Tuareglerin uzun yıllar önce Libya, Nijer, Çad, Cezayir, Mali ve Burkina Faso gibi ülkelere yayılmış olduğunu belirten Gideydi, diğer ülkelerdeki Tuaregler ile ilişkilerinin kardeşlik ve akrabalık ilişkisine dayandığını kaydetti.

"Sömürgeciler topraklarımıza gelerek kendi sınırlarını çizdiğinde bir aileyi iki ülkeye böldü." diyen Gideydi, Libya içinde yaşayan Tuaregleri Libyalı, Nijer’de yaşayan Tuaregleri de Nijerli olarak nitelediklerini anlattı.

Her Tuaregli bireyin, bulunduğu ülkede terörle mücadele ettiğinin altını çizen Gideydi, "Medya ve hatta bazı ülkelerin yetkilileri, bizi terörle suçluyor. Kamuoyunda bize karşı kara propaganda yapılıyor. Tuaregler her zaman terörle mücadele ediyor. Biz, bunu vatandaşlık görevi olarak görüyoruz." ifadelerini kullandı.

"Tuareglerde anne, çocuğuna Tifinag harflerini öğretmekle yükümlü"

Gideydi, Tuareglerin, bedevi yaşam biçimini benimsediğini belirterek, zamanla bir kısmının şehirlere yerleştiğini ve eğitim aldığını anlattı. Yetkililerden yeterince destek görmedikleri için bir çoğunun yüksek öğretim fırsatı bulamadığını ve bu nedenle üniversiteye gidemediğini söyleyen Gideydi, "Tuareglerin bulunduğu bölgelerdeki okullarda eğitim almaya devam ediyoruz." diye konuştu.

Tuareglerin okur-yazar bir toplum olduğuna dikkati çeken Gideydi, şu ifadeleri kullandı:

"Tuareglerin kendi alfabesi var.
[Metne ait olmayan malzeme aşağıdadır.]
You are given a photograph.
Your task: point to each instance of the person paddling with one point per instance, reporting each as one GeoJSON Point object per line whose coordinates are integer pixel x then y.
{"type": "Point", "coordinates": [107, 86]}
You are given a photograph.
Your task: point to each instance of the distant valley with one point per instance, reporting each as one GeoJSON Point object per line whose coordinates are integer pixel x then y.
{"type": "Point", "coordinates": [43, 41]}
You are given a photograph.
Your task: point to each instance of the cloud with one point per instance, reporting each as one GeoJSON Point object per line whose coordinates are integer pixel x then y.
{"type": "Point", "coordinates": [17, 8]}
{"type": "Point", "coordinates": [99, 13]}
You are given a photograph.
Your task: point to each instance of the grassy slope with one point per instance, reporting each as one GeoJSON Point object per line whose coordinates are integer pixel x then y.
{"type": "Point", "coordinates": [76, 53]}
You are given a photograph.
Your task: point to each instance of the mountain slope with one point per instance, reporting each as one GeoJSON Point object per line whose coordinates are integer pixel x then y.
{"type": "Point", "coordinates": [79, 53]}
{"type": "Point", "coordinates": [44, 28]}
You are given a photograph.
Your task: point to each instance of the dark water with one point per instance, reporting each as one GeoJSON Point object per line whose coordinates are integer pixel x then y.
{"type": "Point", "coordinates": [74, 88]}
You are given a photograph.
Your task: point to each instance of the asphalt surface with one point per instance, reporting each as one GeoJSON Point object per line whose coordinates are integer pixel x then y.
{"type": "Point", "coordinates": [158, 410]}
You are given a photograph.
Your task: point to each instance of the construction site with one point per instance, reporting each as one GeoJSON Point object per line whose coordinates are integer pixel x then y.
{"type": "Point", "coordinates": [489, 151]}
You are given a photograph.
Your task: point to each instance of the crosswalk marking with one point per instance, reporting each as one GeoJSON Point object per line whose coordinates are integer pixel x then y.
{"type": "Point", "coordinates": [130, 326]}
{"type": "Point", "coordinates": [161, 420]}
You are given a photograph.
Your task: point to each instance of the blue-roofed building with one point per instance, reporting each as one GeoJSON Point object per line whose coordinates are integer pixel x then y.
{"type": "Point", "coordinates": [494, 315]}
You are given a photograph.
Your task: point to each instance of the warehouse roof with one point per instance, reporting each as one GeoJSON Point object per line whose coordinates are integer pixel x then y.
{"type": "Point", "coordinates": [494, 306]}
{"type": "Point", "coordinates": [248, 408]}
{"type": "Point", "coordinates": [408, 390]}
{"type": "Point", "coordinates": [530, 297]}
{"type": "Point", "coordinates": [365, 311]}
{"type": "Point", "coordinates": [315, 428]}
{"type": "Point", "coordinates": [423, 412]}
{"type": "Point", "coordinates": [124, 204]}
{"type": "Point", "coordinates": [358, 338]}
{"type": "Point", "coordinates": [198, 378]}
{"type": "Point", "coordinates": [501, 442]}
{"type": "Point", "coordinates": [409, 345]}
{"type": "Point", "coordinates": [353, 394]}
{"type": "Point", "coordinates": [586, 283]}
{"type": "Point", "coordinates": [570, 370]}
Sahra Çölü'ndeki kalıntılar bunun ispatıdır ki Tuaregler, uygarlık ve ilmi bir birikime sahip. Tifinag alfabesiyle yazılan yazılara, Sahra Çölü’nün her yerinde denk gelebilirsiniz. Belgeler, yazışmalar, taşların üzerine Tifinag alfabesiyle yazılmış el yazıları da bulunuyor. Binlerce yıldan bu yana bu bölge, tarihte en büyük açık hava müzesi olarak nitelendirilir. İnsanların pek bilmediği ama önemli olan bir başka konu da şudur ki: Tuareglerde anne, çocukları eğitme, okuma-yazma ve Tifinag harflerini öğretmekle yükümlü. Babanın ise avcılık gibi farklı görevleri var."

"Tuareglerde kadın kutsaldır"

Mevlaya Gideydi, Tuareglerin kadına en fazla saygı duyan toplum olduğuna işaret ederek Tuareglerde kadının kutsal olduğunu ifade etti. Gerçek medeniyetlerin, öncelikle kadının onurunun korunması üzerinde durması gerektiğini belirten Gideydi, kadının ailenin direği ve dayanağı olduğunu vurguladı.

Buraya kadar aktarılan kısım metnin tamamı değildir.